Google warns of more Motorola cuts

People walk past a Google stand at the

People walk past a Google stand at the Campus Party 2012 technology festival at former Tempelhof Airport in Berlin, Germany. (Aug. 22, 2012) (Credit: Getty Images)

Google Inc revised up the bill for job cuts at its money-losing Motorola Mobility mobile phone unit in the third quarter and warned of further restructuring that may result in "significant" additional charges.

Google raised its estimates for severance-related charges 9 percent to $300 million from $275 million and warned it faced another $40 million in other costs in the quarter to quit facilities and markets.

"Motorola has continued to refine its planned restructuring actions and now expects to broaden those actions to include additional geographic regions outside of the U.S.," the company said in a statement.

Google bought Motorola last year for $12.5 billion, with the aim of bolstering its patent portfolio in the intellectual property fight its Android mobile system faces with rivals Apple Inc and Samsung Electronics Co Ltd.

But the Internet search giant has found itself lumbered with a restructuring headache, saying in August it would cut 20 percent of the Motorola Mobility workforce as it moves to make more smartphones and fewer simple mobiles.

"Motorola continues to evaluate its plans and further restructuring actions may occur, which may cause Google to incur additional restructuring charges, some of which may be significant," Google said.
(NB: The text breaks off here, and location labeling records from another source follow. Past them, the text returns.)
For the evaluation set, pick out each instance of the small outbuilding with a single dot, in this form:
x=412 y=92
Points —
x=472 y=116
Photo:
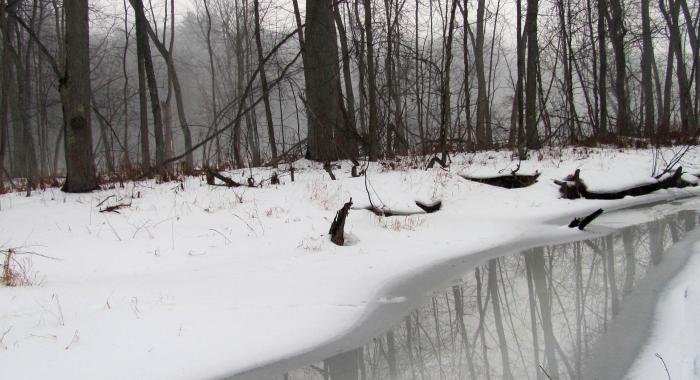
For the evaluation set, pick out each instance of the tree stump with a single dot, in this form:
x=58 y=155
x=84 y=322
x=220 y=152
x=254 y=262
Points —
x=337 y=230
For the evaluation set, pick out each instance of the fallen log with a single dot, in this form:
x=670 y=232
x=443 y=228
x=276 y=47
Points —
x=511 y=181
x=582 y=223
x=115 y=208
x=574 y=188
x=228 y=182
x=427 y=208
x=337 y=230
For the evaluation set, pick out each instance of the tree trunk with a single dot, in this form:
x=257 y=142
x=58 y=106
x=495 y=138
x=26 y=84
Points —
x=482 y=97
x=531 y=115
x=647 y=80
x=75 y=96
x=322 y=73
x=602 y=69
x=372 y=84
x=174 y=80
x=445 y=106
x=263 y=83
x=350 y=131
x=617 y=38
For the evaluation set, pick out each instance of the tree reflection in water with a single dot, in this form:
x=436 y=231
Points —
x=534 y=315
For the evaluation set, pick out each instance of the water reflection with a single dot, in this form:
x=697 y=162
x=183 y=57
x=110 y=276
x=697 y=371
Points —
x=534 y=315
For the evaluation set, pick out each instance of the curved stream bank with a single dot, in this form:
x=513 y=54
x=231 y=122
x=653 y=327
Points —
x=575 y=290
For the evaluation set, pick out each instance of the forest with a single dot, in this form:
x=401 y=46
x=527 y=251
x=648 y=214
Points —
x=95 y=91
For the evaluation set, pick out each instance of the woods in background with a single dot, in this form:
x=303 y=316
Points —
x=152 y=88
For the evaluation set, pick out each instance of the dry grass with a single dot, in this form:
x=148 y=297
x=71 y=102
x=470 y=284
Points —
x=400 y=223
x=17 y=271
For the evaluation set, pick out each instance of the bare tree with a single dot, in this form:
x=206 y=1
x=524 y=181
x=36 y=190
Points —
x=75 y=95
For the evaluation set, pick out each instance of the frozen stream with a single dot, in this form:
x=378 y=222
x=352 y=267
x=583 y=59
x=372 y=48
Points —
x=575 y=310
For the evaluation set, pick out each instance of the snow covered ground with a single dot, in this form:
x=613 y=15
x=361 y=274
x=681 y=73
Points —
x=194 y=281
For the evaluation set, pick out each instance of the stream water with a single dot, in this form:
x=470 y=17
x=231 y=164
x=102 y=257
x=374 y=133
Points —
x=578 y=310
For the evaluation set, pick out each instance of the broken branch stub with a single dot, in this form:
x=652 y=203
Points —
x=582 y=223
x=574 y=188
x=337 y=230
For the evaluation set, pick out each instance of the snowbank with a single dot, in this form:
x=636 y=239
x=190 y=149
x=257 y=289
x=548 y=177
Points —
x=194 y=281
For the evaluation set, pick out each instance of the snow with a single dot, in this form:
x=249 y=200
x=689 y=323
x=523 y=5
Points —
x=195 y=281
x=675 y=332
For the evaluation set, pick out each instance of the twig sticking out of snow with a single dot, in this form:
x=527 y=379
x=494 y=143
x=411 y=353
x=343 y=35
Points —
x=337 y=230
x=582 y=223
x=116 y=207
x=573 y=187
x=664 y=363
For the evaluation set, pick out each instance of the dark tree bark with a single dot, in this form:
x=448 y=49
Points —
x=174 y=80
x=346 y=136
x=371 y=84
x=647 y=81
x=602 y=69
x=322 y=73
x=482 y=97
x=617 y=37
x=445 y=108
x=531 y=115
x=4 y=91
x=75 y=96
x=263 y=83
x=145 y=47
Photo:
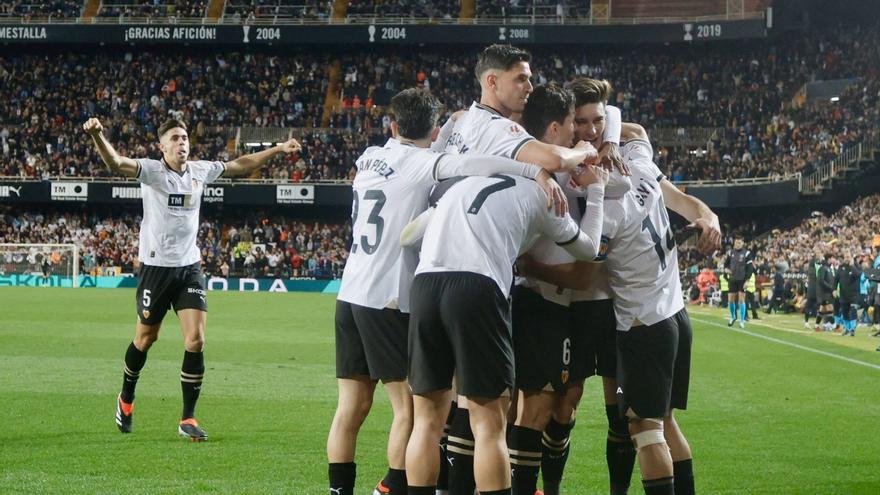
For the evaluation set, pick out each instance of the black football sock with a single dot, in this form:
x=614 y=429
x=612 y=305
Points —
x=460 y=453
x=659 y=486
x=342 y=476
x=554 y=448
x=131 y=370
x=191 y=374
x=524 y=445
x=683 y=472
x=619 y=451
The New York Times has previously reported that Google planned to shrink Motorola's operations in Asia by exiting unprofitable markets and abandon low-end devices to focus on a few models (htt p://r.reuters.com/mub23t).

Last year's purchase of Motorola raised investor concerns at the time that the software firm was buying into a hardware business with much lower profit margins and in which it had little experience.

Analysts were expecting Google to wind down many of Motorola's legacy businesses to fit its strategy.

Google shares were marked up 0.3 percent at $764.85 in light trading before the bell on the Nasdaq on Thursday.